Aber nun zum Lebertran. Wie Sie ja wissen, bin ich in Ferney angelangt. Heute Morgen war mein erster Gang zum Schloss von Voltaire. Ja, das Rokoko-Schloss. Die Räume sind spielerisch, ornamental und alles ist mit einem Rankenwerk von Flechten, Muscheln und Schlinggewächsen überwuchert. Dazu die Farbgebung: hier ein sterbendes Blau, dort ein zart glühendes Rosa, dass das Ende eines Tages ankündigt. Neue Farbreflexe: Honiggelb, Teegrün, Blassrot und ein Tupfer Violett. Dazu die Möbel: Nichts ist jupiterhaft oder gar minimalistisch. Es gibt bequeme Polsterstühle und mit Seidenkissen bedeckte Kanapees zum Ruhen und träumen sowie kleine Miniaturtische mit zarten Leisten aus Gold – oder besser noch aus Silber. Das ganze aus delikaten Materialen wie Rosen-, Veilchen-, oder Tulpenholz; von Meisterhand gemacht.

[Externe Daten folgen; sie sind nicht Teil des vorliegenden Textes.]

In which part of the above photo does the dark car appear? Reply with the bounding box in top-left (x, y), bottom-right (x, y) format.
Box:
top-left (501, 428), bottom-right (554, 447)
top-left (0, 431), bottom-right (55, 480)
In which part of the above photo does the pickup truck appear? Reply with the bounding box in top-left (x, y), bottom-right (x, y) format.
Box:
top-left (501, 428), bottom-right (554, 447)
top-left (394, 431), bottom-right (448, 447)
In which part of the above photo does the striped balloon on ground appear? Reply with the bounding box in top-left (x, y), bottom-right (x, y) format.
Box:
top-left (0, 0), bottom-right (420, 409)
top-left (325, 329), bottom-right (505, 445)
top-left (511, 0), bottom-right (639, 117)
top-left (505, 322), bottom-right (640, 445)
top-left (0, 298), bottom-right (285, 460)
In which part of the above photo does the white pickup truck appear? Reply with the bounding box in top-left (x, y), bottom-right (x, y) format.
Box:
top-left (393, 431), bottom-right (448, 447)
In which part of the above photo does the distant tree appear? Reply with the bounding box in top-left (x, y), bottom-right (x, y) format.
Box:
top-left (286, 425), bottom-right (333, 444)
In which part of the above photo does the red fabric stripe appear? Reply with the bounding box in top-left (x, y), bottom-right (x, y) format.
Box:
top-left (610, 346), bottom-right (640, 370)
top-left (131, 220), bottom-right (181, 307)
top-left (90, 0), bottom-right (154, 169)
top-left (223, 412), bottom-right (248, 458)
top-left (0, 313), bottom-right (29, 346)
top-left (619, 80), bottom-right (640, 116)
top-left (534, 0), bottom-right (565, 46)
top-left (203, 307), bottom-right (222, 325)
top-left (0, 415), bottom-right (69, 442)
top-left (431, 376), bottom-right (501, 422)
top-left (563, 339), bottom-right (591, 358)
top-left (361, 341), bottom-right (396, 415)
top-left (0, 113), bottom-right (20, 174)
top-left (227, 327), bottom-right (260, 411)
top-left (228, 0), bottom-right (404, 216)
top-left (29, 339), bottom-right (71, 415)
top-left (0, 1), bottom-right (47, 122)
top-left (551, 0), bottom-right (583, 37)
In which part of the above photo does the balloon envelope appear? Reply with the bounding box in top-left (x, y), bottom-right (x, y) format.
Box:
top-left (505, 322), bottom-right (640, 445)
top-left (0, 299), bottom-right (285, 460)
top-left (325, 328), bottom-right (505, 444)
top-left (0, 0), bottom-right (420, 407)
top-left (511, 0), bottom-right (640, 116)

Schreibtische mit Geheimfächern für die Liebesbriefe. Eine Atmosphäre des Genusses und des Behagens aber nie gemütlich. Was für eine Ergötzlichkeit. Der Gesamteindruck ist witzig, kokett, feinschmeckerisch, plaudernd – gar ein wenig komödiantisch. Wie der Hausherr, der immer vielsagend lächelte, aber selten eindeutig lachend sein Gegenüber in Erstaunen versetzte. Seigneur Voltaire, Dichter dessen Gedichte heute so ungenießbar sind wie seine Theaterstücke, aber das glänzend formuliert. Seine Größe und seinen Mut findet ein jeder in seinen historischen und philosophischen Schriften. Zum ersten Mal in der Neuzeit beschrieb er nicht langwierige und langweilige Feldzüge, Staatsaktionen und Hofintrigen, sondern die Kultur und Sitten der Völker. Das feine und zarte Gefüge von Kultur und Civilisation stand Ihm vor Auge als er das Zeitalter Louis XIV. beschrieb. Die erste Kulturgeschichte.

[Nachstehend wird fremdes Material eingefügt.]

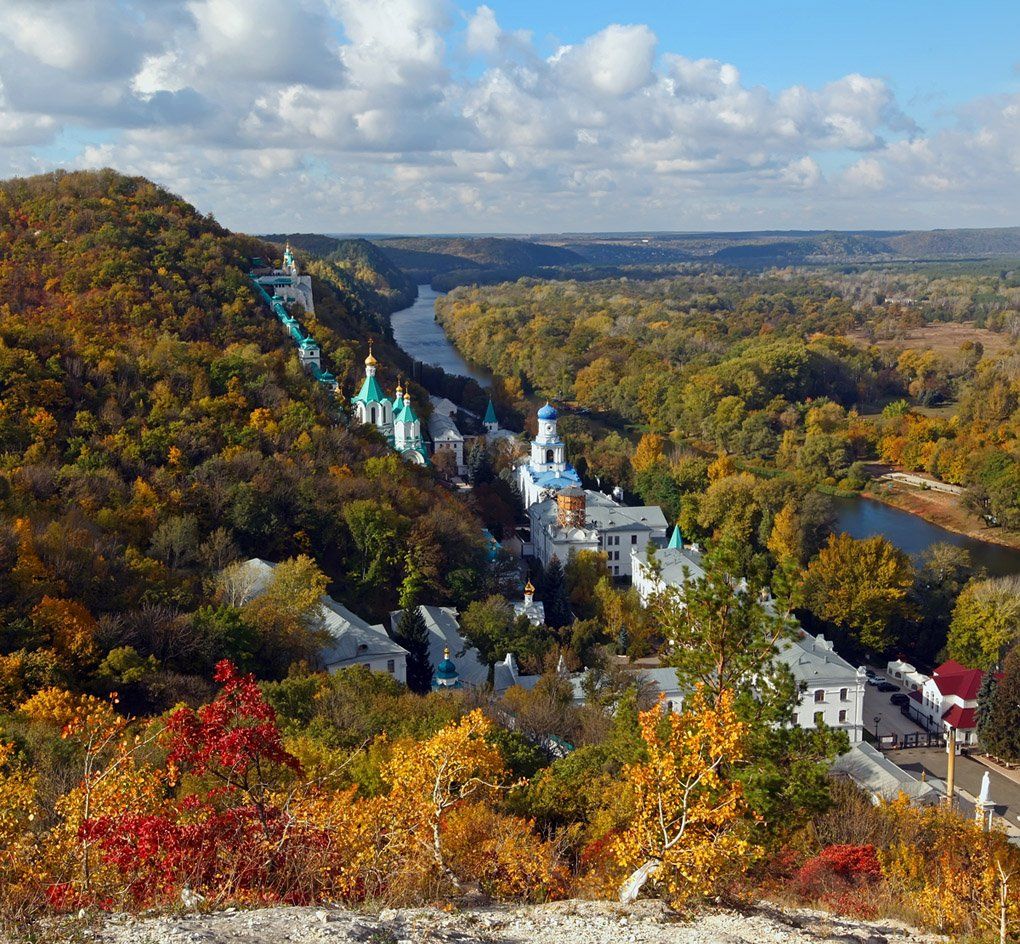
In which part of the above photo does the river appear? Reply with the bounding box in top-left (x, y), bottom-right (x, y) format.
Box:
top-left (832, 495), bottom-right (1020, 577)
top-left (390, 285), bottom-right (493, 388)
top-left (390, 287), bottom-right (1020, 576)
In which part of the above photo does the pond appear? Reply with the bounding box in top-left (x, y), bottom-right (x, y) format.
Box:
top-left (832, 495), bottom-right (1020, 577)
top-left (390, 285), bottom-right (493, 388)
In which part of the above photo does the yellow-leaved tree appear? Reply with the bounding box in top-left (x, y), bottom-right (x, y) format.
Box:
top-left (383, 709), bottom-right (505, 891)
top-left (612, 687), bottom-right (753, 907)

Glänzend wie er sich für die Freiheit des Individuums von Staat und Kirche einsetzte, wie er Menschen, die unschuldig im Kerker einsaßen zur Seite sprang, wie er einer ganzen ländlichen Region um Ferney durch sein wirtschaftliches Handeln Lohn, Brot und ein Leben schenkte.

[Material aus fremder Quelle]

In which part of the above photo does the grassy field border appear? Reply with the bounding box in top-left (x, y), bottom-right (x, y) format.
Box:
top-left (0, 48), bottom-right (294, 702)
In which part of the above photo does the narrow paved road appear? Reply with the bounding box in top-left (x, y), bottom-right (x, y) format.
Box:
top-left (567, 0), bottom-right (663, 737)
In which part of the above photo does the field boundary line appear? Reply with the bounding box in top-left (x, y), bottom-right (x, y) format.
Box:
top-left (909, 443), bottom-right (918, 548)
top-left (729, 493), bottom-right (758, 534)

Er sprach von sich: „Ich bin schmiegsam wie ein Aal, lebendig wie eine Eidechse und unermüdlich wie ein Eichhörnchen“. Das spricht uns doch aus dem Herzen, Lush! Ich würde noch weiter gehen und ihn einen Zitterrochen nennen, der bei der leichtesten Berührung einen Hagel lähmender Schläge austeilt, voll aufgespeicherter Energie. Und dies bis zum Ende seiner Tage auf diesem Erdenrund. Dabei war er ein großzügiger Gastgeber und Freund.

Es mag sein, wenn Sie einen Text von Ihm lesen, dass sein Stil Ihnen nicht zusagt. Aber für uns Heutige ist bereits seine Haltung zum Leben Stecken und Stab, um die Lustmörder an der Wahrheit und die Bußprediger, die die nächste göttliche Strafe auf uns herunter wünschen in die Löcher zurückzutreiben, aus denen diese gekrochen sind. Daher lesen Sie die Biographie von Jean Orieux zum Leben von Voltaire.

Ihre dunklen Wolken der Melancholie werden zerteilt durch die Kraft und Herrlichkeit der Sonne französischer Brillanz und Nüchternheit. Da bekommen sogar die Worte „Heil dir im Siegerkranz“ neue Flügel.

Ihnen, lieber Lush, Mut und Haltung an jedem Ort der Ungewissheit.